Ensure that nobody touches the victim whilst the AED is analysing the rhythm.

4A. If a shock IS indicated:

  • Ensure that everybody is clear of the victim
  • Push shock button as directed
  • Repeat "analyse" or "shock" as directed

Do not perform pulse checks between the first three shocks

After three shocks check for signs of a circulation:
(i) If NO circulation present:

  • Perform CPR for 1 minute. There should be no voice prompts during this time. CPR will be timed by the AED timer - this will usually be four cycles of one-rescuer CPR
  • After 1 minute stop CPR and "analyse" rhythm (most AEDs will automatically initiate this analysis)
  • Continue the AED algorithm as directed by voice and visual prompts.

(ii) If signs of a circulation ARE present:

  • Check for breathing
  • If breathing is present, put victim into recovery position
  • If no breathing, start rescue breathing and re-check circulation every minute.

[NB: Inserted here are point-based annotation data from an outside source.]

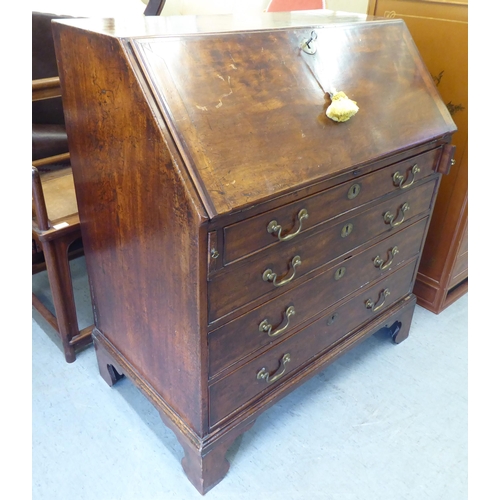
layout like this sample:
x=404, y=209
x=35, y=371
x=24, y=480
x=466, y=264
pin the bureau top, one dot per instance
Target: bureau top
x=246, y=104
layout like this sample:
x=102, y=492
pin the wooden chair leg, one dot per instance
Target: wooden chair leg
x=61, y=286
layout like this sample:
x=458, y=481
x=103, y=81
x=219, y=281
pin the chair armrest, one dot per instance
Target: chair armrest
x=45, y=88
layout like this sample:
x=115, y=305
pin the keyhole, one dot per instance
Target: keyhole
x=331, y=319
x=353, y=191
x=346, y=230
x=339, y=273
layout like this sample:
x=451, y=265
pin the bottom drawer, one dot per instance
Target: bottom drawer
x=278, y=363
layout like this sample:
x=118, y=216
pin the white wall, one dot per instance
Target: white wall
x=118, y=8
x=176, y=7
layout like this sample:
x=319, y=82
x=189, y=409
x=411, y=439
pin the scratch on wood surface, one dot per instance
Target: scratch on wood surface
x=225, y=95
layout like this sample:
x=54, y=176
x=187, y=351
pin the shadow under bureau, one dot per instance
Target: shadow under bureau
x=237, y=239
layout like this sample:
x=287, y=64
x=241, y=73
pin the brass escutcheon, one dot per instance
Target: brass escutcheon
x=346, y=230
x=354, y=190
x=399, y=179
x=265, y=326
x=263, y=374
x=274, y=227
x=379, y=262
x=269, y=275
x=372, y=305
x=389, y=217
x=331, y=319
x=339, y=273
x=308, y=45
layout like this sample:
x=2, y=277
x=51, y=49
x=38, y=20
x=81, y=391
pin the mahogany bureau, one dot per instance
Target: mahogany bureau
x=237, y=239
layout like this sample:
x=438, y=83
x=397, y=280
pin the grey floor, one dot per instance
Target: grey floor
x=383, y=422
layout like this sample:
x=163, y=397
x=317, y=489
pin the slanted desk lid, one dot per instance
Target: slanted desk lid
x=247, y=109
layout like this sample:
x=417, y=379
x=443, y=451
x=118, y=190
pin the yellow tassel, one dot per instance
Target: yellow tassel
x=342, y=108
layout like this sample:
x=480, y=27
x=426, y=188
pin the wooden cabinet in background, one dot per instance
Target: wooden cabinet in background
x=440, y=31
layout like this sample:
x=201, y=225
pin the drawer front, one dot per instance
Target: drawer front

4B. If NO shock indicated:

  • Look for signs of a circulation
  • If no circulation present, perform CPR for 1 minute

There should be no voice prompts during this time. CPR will be timed by the AED timer - this will usually be four cycles of one-rescuer CPR

  • After 1 minute stop CPR and "analyse" rhythm (most AEDs will automatically initiate this analysis)
  • Continue the AED algorithm as directed by voice and visual prompts.

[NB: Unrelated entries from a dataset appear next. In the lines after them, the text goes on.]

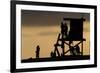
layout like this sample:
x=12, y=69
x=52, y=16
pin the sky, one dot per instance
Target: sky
x=42, y=28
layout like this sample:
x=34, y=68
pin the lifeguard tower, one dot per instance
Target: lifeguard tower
x=65, y=37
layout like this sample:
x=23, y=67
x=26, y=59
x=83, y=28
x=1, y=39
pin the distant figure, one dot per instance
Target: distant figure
x=64, y=29
x=37, y=51
x=77, y=50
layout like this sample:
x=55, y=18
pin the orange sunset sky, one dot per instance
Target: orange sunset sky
x=42, y=28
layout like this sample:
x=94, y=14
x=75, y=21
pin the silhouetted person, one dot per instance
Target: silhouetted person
x=77, y=48
x=37, y=51
x=64, y=29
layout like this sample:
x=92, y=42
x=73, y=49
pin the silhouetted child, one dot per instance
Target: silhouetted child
x=37, y=51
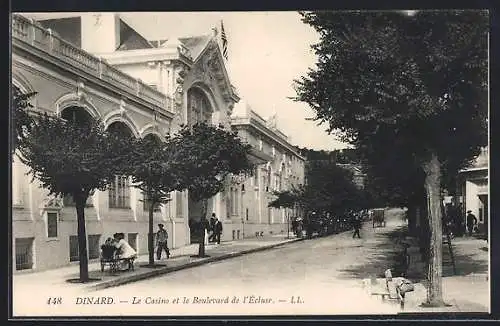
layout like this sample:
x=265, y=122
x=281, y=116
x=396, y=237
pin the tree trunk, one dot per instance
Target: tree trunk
x=203, y=221
x=432, y=170
x=411, y=217
x=151, y=247
x=80, y=200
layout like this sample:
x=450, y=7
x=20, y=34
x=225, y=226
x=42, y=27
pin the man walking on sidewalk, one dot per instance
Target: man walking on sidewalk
x=471, y=221
x=357, y=226
x=161, y=242
x=217, y=230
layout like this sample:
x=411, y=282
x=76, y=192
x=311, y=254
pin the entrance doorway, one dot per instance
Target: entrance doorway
x=194, y=214
x=483, y=214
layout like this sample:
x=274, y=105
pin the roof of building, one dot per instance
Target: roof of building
x=196, y=44
x=130, y=39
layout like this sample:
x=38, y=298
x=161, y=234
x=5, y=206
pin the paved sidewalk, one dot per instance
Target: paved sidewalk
x=467, y=290
x=180, y=259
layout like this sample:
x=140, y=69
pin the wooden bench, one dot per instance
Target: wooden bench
x=389, y=292
x=110, y=257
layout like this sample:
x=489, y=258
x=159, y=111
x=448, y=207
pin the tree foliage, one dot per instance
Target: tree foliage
x=21, y=118
x=69, y=158
x=156, y=167
x=421, y=80
x=415, y=87
x=209, y=154
x=157, y=170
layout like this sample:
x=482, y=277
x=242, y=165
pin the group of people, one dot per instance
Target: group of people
x=214, y=226
x=124, y=250
x=121, y=247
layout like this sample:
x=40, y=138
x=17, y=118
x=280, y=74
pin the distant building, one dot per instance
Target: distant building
x=99, y=66
x=473, y=189
x=358, y=176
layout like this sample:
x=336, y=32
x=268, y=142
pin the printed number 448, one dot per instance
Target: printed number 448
x=54, y=300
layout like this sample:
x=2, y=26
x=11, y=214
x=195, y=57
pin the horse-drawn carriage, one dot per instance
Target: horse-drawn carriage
x=378, y=217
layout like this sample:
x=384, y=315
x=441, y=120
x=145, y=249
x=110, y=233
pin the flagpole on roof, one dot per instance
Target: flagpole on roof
x=223, y=37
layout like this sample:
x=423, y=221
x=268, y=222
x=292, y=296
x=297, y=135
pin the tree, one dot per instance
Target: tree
x=420, y=80
x=209, y=155
x=73, y=158
x=21, y=118
x=156, y=170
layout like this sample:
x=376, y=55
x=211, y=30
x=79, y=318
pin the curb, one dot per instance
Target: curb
x=167, y=270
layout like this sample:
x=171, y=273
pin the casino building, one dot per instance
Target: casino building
x=97, y=66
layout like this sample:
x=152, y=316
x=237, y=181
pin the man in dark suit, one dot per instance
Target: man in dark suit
x=211, y=228
x=217, y=230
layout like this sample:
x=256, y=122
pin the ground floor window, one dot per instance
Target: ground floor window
x=132, y=240
x=24, y=253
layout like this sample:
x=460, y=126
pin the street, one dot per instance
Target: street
x=317, y=276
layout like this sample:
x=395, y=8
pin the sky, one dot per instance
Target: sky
x=267, y=51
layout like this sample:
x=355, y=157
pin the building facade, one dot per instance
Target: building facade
x=99, y=66
x=281, y=168
x=69, y=80
x=474, y=190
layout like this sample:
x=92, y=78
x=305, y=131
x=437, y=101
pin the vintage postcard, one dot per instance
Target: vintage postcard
x=250, y=163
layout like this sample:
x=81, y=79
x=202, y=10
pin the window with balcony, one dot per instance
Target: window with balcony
x=73, y=248
x=93, y=247
x=119, y=193
x=93, y=244
x=178, y=204
x=68, y=201
x=24, y=253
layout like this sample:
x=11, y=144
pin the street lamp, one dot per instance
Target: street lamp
x=410, y=13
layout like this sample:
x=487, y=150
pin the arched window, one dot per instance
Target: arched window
x=119, y=189
x=198, y=107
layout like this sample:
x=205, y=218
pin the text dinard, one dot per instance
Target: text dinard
x=251, y=299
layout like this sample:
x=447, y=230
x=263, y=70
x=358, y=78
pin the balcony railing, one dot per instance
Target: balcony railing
x=43, y=39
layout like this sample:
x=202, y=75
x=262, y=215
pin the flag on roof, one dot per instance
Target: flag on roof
x=223, y=39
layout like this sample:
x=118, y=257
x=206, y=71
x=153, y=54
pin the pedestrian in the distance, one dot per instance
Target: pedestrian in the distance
x=471, y=222
x=211, y=226
x=217, y=230
x=357, y=227
x=161, y=242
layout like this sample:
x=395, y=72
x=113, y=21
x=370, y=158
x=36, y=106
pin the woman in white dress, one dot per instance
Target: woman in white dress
x=125, y=250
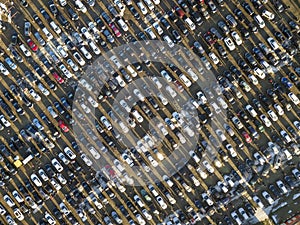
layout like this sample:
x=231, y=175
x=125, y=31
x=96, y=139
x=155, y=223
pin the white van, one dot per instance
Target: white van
x=190, y=23
x=122, y=24
x=260, y=22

5. Continue to follow AED instructions until ALS is available.

NOTE:
This algorithm is intended to be used flexibly. Whether BLS is initiated, and the stage at which the AED electrode pads are attached, will depend upon the circumstances of the arrest and the training of the responder. For example, a lay first responder should normally follow the BLS sequence to the point at which it is determined that there are no signs of a circulation; the AED pads should then be attached. On the other hand, an ambulance paramedic may well be following a protocol that requires the electrodes to be applied to any non-breathing victim before other checks are carried out.

Children

AEDs may be used in children of eight years and older (over approximately 25kg) although experience is currently limited.

AEDs can accurately detect VF in all ages but may be inaccurate in the detection of tachyarrhythmias in infants.

AEDs cannot be recommended for use in children under the age of eight years. Facilities that care for children under this age must provide defibrillators capable of appropriate energy adjustment.